Step 4 — Close Handshake
Client initiates close with status code 1000 (normal closure):
Client → Server (masked close frame):
Byte: 0x88 0x82 0x37 0xFA 0x21 0x3D 0x34 0x12
──── ──── ────────────────────── ────────────
│ │ │ └─ Masked status code 1000
│ │ │ (0x03E8 XOR 0x37FA = 0x3412)
│ │ └─ Masking key
│ └─ MASK=1, Payload len=2
└─ FIN=1, opcode=0x8 close (0x88)
Server → Client (unmasked close frame):
Byte: 0x88 0x02 0x03 0xE8
──── ──── ────────────
│ │ └─ Status code 1000 (0x03E8)
│ └─ MASK=0, Payload len=2
└─ FIN=1, opcode=0x8 close (0x88)
After both sides exchange close frames, the underlying TCP connection is terminated.
Summary#
The full exchange:
Client Server
│ │
│──── HTTP GET (Upgrade: websocket) ──────────▶│
│◀─── HTTP 101 Switching Protocols ────────────│
│ │
│ ---- WebSocket frames over same TCP conn --- │
│ │
│──── [0x81 0x8F ...] text "hello websocket" ─▶│ (masked, 21 bytes)

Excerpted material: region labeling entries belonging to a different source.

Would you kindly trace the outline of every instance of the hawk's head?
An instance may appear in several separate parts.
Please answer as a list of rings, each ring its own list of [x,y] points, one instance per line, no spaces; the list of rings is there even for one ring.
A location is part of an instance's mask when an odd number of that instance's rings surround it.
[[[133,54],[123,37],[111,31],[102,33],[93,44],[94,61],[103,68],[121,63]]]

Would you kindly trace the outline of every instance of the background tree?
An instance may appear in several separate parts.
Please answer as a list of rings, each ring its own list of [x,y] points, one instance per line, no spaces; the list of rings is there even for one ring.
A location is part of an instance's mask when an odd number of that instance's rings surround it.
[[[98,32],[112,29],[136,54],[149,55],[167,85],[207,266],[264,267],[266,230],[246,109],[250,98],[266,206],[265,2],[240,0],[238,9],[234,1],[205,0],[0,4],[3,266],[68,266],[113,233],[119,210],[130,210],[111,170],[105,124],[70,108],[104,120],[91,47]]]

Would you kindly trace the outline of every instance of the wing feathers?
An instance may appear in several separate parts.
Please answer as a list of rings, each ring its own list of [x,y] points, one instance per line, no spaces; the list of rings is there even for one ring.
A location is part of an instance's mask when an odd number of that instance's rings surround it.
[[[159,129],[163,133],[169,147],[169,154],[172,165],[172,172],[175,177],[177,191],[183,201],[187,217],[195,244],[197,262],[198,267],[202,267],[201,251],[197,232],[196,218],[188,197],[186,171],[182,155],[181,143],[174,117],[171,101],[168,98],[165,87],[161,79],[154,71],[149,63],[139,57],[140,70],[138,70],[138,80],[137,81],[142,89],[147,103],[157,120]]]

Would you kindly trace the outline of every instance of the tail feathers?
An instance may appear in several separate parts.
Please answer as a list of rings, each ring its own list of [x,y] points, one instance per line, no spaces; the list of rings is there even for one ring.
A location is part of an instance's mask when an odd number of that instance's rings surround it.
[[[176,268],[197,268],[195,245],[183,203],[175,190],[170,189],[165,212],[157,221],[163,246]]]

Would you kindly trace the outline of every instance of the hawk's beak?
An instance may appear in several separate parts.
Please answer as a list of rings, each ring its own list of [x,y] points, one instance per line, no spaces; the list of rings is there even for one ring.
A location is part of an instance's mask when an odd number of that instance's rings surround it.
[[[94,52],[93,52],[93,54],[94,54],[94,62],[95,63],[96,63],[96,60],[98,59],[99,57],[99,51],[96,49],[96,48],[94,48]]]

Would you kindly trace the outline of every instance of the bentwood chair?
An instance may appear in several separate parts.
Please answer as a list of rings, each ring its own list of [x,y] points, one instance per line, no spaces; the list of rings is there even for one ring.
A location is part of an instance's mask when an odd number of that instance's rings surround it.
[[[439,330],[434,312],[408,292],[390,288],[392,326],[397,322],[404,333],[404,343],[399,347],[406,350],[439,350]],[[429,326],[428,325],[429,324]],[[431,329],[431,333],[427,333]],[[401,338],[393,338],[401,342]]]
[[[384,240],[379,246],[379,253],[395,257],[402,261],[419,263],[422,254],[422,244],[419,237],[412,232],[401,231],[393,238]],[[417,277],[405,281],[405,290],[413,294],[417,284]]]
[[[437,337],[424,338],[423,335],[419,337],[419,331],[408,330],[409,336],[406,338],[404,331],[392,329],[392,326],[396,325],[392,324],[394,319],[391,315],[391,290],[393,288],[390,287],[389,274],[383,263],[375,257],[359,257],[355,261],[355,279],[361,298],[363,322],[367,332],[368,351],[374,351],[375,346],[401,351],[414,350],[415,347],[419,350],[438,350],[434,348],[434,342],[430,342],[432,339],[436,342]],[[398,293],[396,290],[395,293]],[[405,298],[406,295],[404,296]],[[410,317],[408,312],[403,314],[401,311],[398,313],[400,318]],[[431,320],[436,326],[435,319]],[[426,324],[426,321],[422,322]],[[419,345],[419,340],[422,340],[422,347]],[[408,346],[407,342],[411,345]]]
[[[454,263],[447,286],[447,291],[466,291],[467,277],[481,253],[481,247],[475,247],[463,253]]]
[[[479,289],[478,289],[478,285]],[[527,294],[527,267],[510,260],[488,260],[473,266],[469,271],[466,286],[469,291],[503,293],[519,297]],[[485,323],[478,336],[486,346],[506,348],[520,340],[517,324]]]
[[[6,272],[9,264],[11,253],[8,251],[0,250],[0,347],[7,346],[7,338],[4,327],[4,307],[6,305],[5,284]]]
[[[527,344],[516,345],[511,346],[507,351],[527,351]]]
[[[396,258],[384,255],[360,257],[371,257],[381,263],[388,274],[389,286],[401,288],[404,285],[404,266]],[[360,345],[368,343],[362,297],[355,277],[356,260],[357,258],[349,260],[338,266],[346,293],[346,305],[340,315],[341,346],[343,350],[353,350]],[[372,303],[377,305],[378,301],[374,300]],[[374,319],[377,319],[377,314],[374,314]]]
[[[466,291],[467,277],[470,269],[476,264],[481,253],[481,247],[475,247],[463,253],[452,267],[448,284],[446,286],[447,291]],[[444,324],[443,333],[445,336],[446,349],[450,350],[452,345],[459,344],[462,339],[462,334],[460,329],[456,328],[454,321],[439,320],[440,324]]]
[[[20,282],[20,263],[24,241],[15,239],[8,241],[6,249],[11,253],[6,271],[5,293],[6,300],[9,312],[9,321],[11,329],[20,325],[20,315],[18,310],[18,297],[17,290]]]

│◀─── [0x81 0x0F ...] text "hello websocket" ──│ (unmasked, 17 bytes)
│ │
│──── [0x88 0x82 ...] close (1000) ───────────▶│ (masked)
│◀─── [0x88 0x02 ...] close (1000) ────────────│ (unmasked)
│ │
│──── TCP FIN ────────────────────────────────▶│
│◀─── TCP FIN ─────────────────────────────────│
Why mask client→server only? The mask prevents cache-poisoning attacks where a malicious client crafts payloads that look like valid HTTP responses to confuse intermediary proxies. Since servers are trusted, server→client frames don’t need masking.
Common Close Status Codes#
| Code | Meaning |
|---|---|
| 1000 | Normal closure |
| 1001 | Going away (e.g. server shutdown, page navigated away) |
| 1002 | Protocol error |
| 1003 | Unsupported data type |
| 1006 | Abnormal closure (no Close frame received) |
| 1011 | Unexpected server error |
Closing Handshake#
Either side can initiate closure by sending a Close frame (opcode 0x8):
1. Client sends Close frame (status code + optional reason)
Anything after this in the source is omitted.